Three of the four identified genes (Table 2), TBC1D16, TBC1D8, and RASA2, have been previously implicated in relation to asthma and/or obesity/BMI, supporting the informativity of genes identified in this study. For example, the interleukin-6 receptor (IL-6R) is linked to increased risk of asthma [53] and obesity [54], and its expression is positively associated with expression of TBC1D8 and negatively with expression of TBC1D16 [55]. One study noted that DNAm of TBC1D8 was associated with obesity [56], while others showed that expression of TBC1D8 was positively associated with obesity in abdominal and gluteal subcutaneous adipose tissue [57]. Many studies have suggested a connection between RASA2 and BMI [58, 59], as well as its association with atopy and asthma [60]. While these previous studies have focused on the association between gene expression and/or genetic variation in these genes with BMI and asthma, the results of this study, from the angel of epigenetics, suggest that these genes may act as a potential epigenetic mediator between BMI trajectories and asthma.

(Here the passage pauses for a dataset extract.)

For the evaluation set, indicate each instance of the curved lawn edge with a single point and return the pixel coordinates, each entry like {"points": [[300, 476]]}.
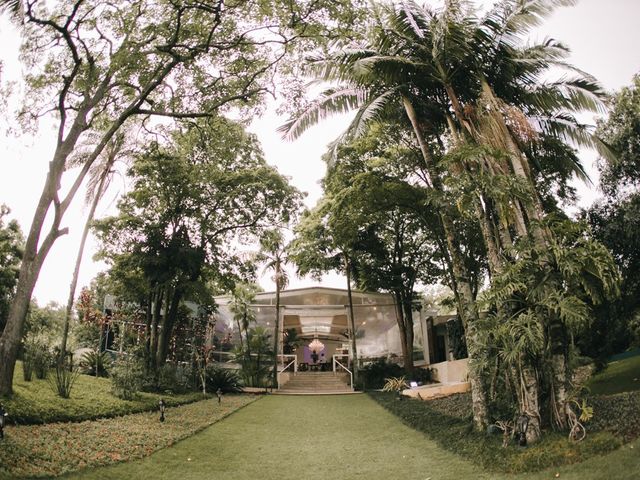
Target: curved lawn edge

Adolescence is a period in which both males and females experience rapid growth and in which there are clear sex-specific changes in asthma incidence. The availability of asthma status at two key time points, pre- and post-adolescence, offered us the opportunity to examine asthma incidence during this critical period. In comparison to measuring BMI at discrete time points, BMI trajectories allow for the dynamic visualization of BMI changes over time for certain groups of participants and allow researchers to follow similar developmental patterns of BMI over age, thereby reflecting unique features of each group. The use of BMI trajectories allows for the simultaneous consideration of intensity, age of onset and duration of adiposity, which may improve the predictability of future BMI patterns. To our knowledge, this is the first study to examine the DNAm at pre-adolescence mediates the association of BMI trajectories in childhood with asthma incidence at young adulthood. This study design with a unique time order, encapsulating pre-adolescence to post-adolescence, allowed for the dissection of the total effects of BMI trajectory on the risk of asthma and whether and how DNAm affects this relationship.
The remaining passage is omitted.